A report from a doctor spurred Bushnell to get into the studio. In June of 2005 he was driving in upstate New York with a friend. He checked his voice messages and had a message from his doctor, who asked him to call right away.

“So I called, and he mentioned that in my last blood testy I had a chemical marker for liver cancer,” Bushnell said. “I said, ‘Really?’”

Bushnell’s doctor replied, “Really.” While hoping the chemical marker was the result of a bad lab test, his doctor advised Bushnell to schedule an MRI as soon as possible, which he did.
“I really can’t describe what it feels like to hear this news,” Bushnell said. “I mean, with liver cancer, I’m figuring I’ve got three months to live? You know, nobody ever thinks they’re going to get cancer.”

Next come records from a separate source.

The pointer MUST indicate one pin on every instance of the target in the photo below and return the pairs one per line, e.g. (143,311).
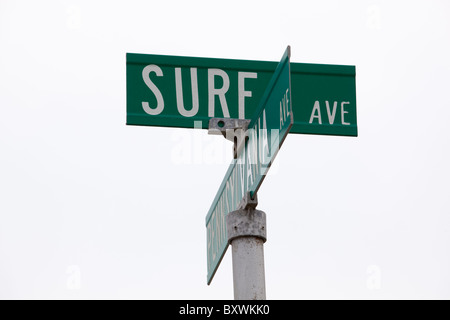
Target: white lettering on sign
(344,112)
(242,92)
(284,109)
(331,115)
(315,113)
(179,90)
(212,92)
(159,99)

Bushnell returned to North Carolina for his MRI, thinking about little else aside from getting cancer. The MRI procedure led to another phone call from his doctor informing him that he did indeed, have liver cancer.

“He said I had a tumor, and then said, ‘But we can cut it out.’ So I had about 35 percent of my liver removed on July 26, 2005. I just happen to remember the date.”

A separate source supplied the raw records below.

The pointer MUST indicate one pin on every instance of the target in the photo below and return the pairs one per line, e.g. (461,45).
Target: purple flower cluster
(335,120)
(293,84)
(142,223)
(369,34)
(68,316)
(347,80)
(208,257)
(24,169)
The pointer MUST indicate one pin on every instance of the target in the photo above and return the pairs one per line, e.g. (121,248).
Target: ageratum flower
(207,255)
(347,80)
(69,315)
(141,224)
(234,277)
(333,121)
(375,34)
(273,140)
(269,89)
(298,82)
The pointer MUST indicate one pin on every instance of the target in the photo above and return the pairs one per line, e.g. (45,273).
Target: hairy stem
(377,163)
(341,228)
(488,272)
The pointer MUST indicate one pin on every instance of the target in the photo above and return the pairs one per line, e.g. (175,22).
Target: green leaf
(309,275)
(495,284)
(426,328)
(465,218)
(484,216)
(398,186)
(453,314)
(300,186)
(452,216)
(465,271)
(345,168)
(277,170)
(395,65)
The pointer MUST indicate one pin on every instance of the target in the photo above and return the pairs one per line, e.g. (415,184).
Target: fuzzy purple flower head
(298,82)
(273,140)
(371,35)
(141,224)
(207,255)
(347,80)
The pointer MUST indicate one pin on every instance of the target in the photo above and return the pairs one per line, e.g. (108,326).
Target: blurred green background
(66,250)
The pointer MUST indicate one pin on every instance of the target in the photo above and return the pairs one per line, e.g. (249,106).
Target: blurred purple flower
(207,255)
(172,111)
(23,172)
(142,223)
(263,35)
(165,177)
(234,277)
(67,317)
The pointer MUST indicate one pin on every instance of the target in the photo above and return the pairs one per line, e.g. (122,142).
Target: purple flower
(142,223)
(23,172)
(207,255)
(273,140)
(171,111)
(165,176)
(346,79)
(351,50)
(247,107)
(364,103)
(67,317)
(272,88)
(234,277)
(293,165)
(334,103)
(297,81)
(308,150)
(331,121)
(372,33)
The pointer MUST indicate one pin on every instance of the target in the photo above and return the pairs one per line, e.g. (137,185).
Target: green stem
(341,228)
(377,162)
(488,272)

There’s nothing like a cancer diagnosis to propel a musician into a recording studio, he said.

“I thought, well, if I really only have a few months to live, what do I want to do with my time? I’ll make a list, and one of the things on that list was get in the studio and record.”

He described the sessions for “Dancing on the Water” as “joyous and happy.”

“The whole project turned out to be way more beautiful than I ever thought it would be, and that led me to think that everybody has a list, at least potentially, of what they’d like to do, where they’d really like to go, what would really fulfill them.”

“I think a lot of people, like me, aren’t doing their lists, thinking, ‘Oh well, I’ll do that some day.’ What some day! There’s only now. I think if you’re doing things on your list, God smiles on you and the universe is happy with you. In the end, what’s more important than that?”